Part VI of the Form 990 asks a series of questions about your organization’s management and governance. The questions reflect best practices and, while they’re not required by the Internal Revenue Code (IRC), they are recommended. If you indicate that your organization doesn’t follow these best practices, there’s no penalty, but there is a higher risk of being audited by the IRS for noncompliance with tax law. Good governance typically lowers the risk of non-compliance.

Good governance can also build trust and credibility with donors, stakeholders, and the public, since Forms 990 are public documents – you’re required to make available the last 3 forms you’ve filed with the IRS.

If you’re approaching the end of your fiscal year, preparing to file the Form 990, and realize you don’t have some of the policies or practices in place, don’t rush to write something up just so you can check the “Yes” box. Take the time to write a policy that covers that circumstances and needs of your organization and that the policy is truly followed. Having a policy that you ignore is worse than not having a policy in the first place. If you adopt a policy after the end of the fiscal year, you can put a comment about it in the Form 990 Schedule O to demonstrate that you’re moving to implement best practices.

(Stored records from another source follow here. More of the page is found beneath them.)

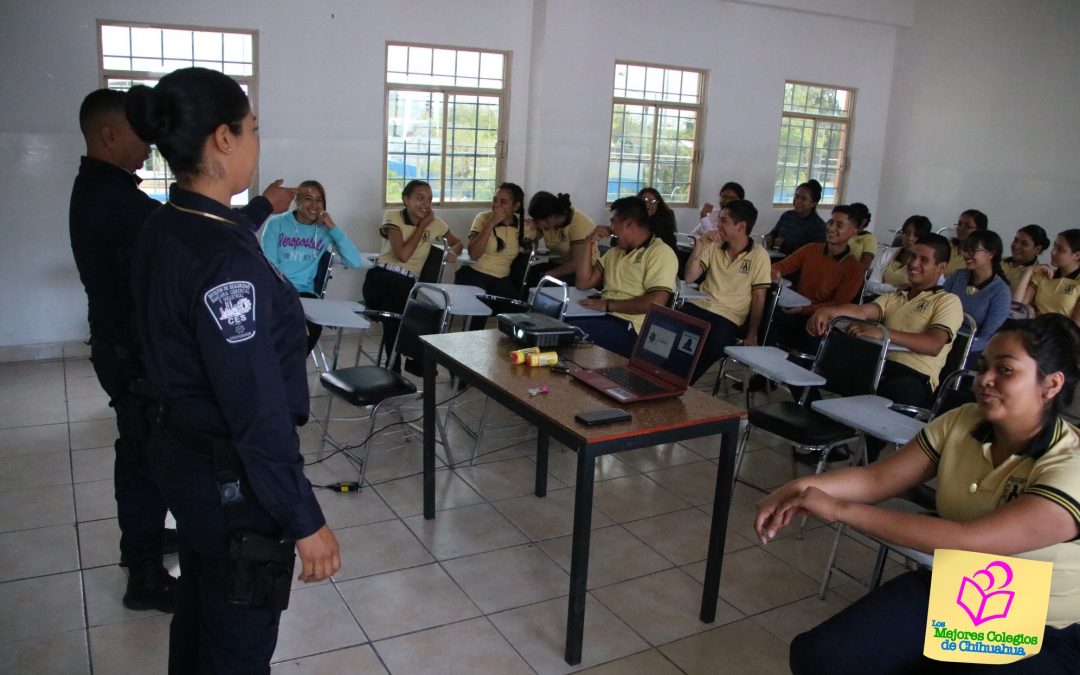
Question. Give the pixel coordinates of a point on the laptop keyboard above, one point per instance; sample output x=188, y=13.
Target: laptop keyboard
x=634, y=382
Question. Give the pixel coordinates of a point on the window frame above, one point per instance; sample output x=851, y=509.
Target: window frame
x=447, y=91
x=104, y=75
x=699, y=108
x=848, y=122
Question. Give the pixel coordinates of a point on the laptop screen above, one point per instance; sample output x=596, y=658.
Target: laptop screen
x=670, y=342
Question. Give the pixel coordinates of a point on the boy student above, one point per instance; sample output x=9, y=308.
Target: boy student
x=827, y=274
x=737, y=277
x=633, y=275
x=923, y=319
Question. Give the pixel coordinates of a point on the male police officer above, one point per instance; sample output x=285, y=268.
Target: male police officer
x=106, y=214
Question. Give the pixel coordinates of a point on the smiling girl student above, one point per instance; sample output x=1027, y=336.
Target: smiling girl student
x=407, y=234
x=1055, y=291
x=1008, y=471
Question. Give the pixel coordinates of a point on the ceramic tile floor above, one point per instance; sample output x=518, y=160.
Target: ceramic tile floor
x=482, y=589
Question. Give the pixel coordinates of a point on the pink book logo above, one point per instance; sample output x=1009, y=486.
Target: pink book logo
x=977, y=592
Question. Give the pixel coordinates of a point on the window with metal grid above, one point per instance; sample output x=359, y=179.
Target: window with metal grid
x=814, y=127
x=133, y=54
x=446, y=110
x=656, y=116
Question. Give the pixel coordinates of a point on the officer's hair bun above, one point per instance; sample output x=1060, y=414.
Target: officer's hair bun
x=183, y=110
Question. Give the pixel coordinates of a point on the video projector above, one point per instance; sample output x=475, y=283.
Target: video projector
x=537, y=329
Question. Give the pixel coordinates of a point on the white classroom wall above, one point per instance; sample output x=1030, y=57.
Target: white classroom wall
x=985, y=112
x=321, y=93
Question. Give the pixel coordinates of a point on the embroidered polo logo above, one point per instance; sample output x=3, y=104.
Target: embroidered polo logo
x=232, y=307
x=1014, y=485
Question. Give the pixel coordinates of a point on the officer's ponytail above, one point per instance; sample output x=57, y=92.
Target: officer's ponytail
x=186, y=107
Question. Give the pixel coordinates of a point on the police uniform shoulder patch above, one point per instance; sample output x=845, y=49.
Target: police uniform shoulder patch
x=232, y=307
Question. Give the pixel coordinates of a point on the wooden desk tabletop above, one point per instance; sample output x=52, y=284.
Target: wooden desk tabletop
x=486, y=353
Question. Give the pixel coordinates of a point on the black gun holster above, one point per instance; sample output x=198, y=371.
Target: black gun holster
x=260, y=571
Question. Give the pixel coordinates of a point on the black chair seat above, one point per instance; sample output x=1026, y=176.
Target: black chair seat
x=500, y=305
x=363, y=386
x=798, y=423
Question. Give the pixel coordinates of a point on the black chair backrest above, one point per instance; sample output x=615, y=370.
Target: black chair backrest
x=955, y=390
x=960, y=348
x=547, y=305
x=322, y=272
x=432, y=270
x=500, y=305
x=420, y=318
x=851, y=365
x=771, y=298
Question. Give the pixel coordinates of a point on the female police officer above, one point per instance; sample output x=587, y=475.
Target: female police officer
x=224, y=342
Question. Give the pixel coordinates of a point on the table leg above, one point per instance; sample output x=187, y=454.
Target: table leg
x=579, y=555
x=337, y=347
x=429, y=433
x=718, y=531
x=541, y=487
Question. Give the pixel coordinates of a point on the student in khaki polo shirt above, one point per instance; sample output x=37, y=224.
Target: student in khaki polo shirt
x=1028, y=243
x=1008, y=472
x=1056, y=292
x=633, y=275
x=564, y=229
x=495, y=240
x=922, y=319
x=406, y=240
x=737, y=277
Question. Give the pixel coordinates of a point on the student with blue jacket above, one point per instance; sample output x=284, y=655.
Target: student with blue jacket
x=295, y=241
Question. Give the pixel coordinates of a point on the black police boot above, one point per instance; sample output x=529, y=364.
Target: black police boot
x=149, y=586
x=170, y=542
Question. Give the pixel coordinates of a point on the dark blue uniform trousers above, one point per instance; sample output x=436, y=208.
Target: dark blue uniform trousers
x=207, y=634
x=882, y=633
x=140, y=511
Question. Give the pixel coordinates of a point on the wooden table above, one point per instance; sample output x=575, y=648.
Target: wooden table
x=480, y=358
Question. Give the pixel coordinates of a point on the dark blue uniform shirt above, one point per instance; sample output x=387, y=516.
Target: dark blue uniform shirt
x=106, y=214
x=223, y=335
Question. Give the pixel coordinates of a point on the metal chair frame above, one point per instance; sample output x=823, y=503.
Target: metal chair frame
x=819, y=367
x=950, y=383
x=361, y=462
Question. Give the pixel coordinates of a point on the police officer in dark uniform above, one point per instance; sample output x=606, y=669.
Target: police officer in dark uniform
x=224, y=347
x=106, y=214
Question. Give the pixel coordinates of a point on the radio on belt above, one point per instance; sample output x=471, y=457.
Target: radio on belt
x=536, y=329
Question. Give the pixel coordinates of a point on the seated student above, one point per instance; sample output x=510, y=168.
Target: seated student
x=407, y=234
x=295, y=240
x=828, y=274
x=495, y=240
x=1056, y=292
x=709, y=215
x=1025, y=461
x=634, y=274
x=922, y=319
x=889, y=271
x=982, y=287
x=864, y=244
x=801, y=225
x=737, y=277
x=971, y=220
x=564, y=229
x=1028, y=243
x=661, y=216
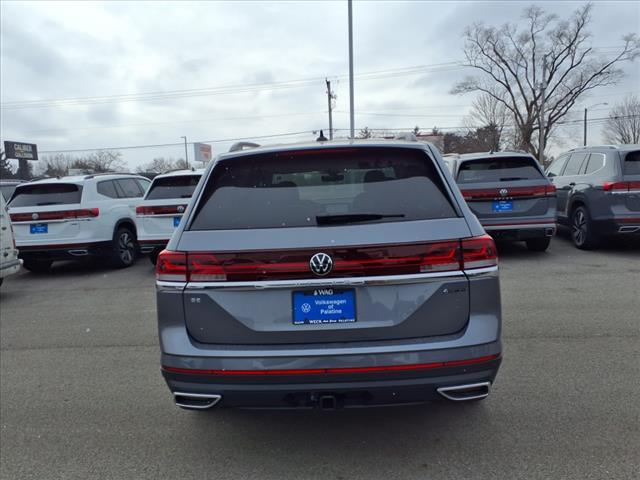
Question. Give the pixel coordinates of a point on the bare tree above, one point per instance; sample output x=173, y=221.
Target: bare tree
x=623, y=124
x=511, y=61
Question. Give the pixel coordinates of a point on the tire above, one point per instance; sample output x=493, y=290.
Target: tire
x=582, y=232
x=153, y=256
x=37, y=265
x=124, y=248
x=538, y=244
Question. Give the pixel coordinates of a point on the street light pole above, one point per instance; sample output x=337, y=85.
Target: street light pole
x=584, y=137
x=186, y=155
x=351, y=114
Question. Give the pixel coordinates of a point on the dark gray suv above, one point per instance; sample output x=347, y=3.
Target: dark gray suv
x=598, y=192
x=328, y=275
x=509, y=194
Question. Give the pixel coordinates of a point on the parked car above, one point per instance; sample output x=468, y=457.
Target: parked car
x=76, y=217
x=598, y=192
x=7, y=187
x=510, y=195
x=335, y=274
x=9, y=261
x=160, y=212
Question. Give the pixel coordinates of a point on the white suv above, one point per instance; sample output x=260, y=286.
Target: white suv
x=9, y=262
x=77, y=216
x=161, y=210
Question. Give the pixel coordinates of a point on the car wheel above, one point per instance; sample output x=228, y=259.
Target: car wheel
x=538, y=244
x=37, y=265
x=582, y=232
x=124, y=248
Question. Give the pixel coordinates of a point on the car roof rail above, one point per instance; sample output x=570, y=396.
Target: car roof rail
x=239, y=146
x=408, y=136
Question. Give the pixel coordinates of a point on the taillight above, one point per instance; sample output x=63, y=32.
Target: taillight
x=509, y=192
x=160, y=210
x=57, y=215
x=446, y=256
x=479, y=252
x=172, y=266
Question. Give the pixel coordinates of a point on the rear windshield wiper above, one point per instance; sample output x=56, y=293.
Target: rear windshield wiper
x=353, y=218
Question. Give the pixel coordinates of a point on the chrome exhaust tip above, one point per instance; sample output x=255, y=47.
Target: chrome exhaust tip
x=196, y=401
x=462, y=393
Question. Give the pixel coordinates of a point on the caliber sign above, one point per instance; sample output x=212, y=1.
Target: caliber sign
x=21, y=151
x=202, y=152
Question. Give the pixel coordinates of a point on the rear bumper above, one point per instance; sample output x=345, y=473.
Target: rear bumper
x=64, y=251
x=357, y=390
x=623, y=226
x=521, y=231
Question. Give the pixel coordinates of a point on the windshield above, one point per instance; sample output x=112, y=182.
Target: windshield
x=501, y=169
x=46, y=194
x=173, y=187
x=311, y=188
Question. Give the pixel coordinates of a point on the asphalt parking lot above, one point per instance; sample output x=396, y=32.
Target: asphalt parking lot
x=81, y=394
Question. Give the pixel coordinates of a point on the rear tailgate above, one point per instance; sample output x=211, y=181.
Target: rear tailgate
x=503, y=189
x=47, y=213
x=262, y=219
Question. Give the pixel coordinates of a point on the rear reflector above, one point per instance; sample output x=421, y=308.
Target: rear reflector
x=57, y=215
x=513, y=192
x=621, y=187
x=385, y=260
x=160, y=210
x=337, y=370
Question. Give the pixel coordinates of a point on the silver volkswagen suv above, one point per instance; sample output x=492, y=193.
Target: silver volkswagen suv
x=328, y=275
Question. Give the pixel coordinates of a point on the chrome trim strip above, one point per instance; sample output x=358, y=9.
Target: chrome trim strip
x=510, y=226
x=444, y=391
x=486, y=271
x=197, y=396
x=326, y=282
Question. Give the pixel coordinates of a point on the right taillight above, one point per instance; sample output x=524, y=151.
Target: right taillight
x=479, y=252
x=172, y=266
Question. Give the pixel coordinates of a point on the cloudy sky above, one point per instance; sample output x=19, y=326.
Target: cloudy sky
x=117, y=74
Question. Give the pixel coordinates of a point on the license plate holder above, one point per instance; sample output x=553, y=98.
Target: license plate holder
x=323, y=306
x=502, y=206
x=38, y=228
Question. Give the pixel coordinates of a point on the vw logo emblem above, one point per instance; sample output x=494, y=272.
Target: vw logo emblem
x=321, y=264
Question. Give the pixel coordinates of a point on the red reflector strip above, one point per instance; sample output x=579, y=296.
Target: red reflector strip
x=57, y=215
x=161, y=210
x=339, y=370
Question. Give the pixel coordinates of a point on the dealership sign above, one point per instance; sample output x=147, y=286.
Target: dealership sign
x=21, y=151
x=202, y=152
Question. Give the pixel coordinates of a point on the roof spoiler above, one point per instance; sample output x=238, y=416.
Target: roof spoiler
x=239, y=146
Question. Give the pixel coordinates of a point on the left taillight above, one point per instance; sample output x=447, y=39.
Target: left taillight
x=172, y=267
x=479, y=252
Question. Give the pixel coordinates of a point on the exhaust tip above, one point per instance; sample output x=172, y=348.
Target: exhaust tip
x=196, y=401
x=462, y=393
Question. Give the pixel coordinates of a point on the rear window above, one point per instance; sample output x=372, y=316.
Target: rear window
x=632, y=163
x=173, y=187
x=40, y=195
x=328, y=187
x=501, y=169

Part VI, Section A asks about your governing body, typically a board of directors. Question 1 addresses whether your board is the right size (large enough to oversee the work of the organization and have proper governance, but not so large that it’s unwieldy and ineffective), and whether you have independent board members playing a significant role. Question 8 asks whether meeting notes for the board and significant committees are contemporaneously documented, which is defined as the later of the next meeting, or 60 days after the meeting.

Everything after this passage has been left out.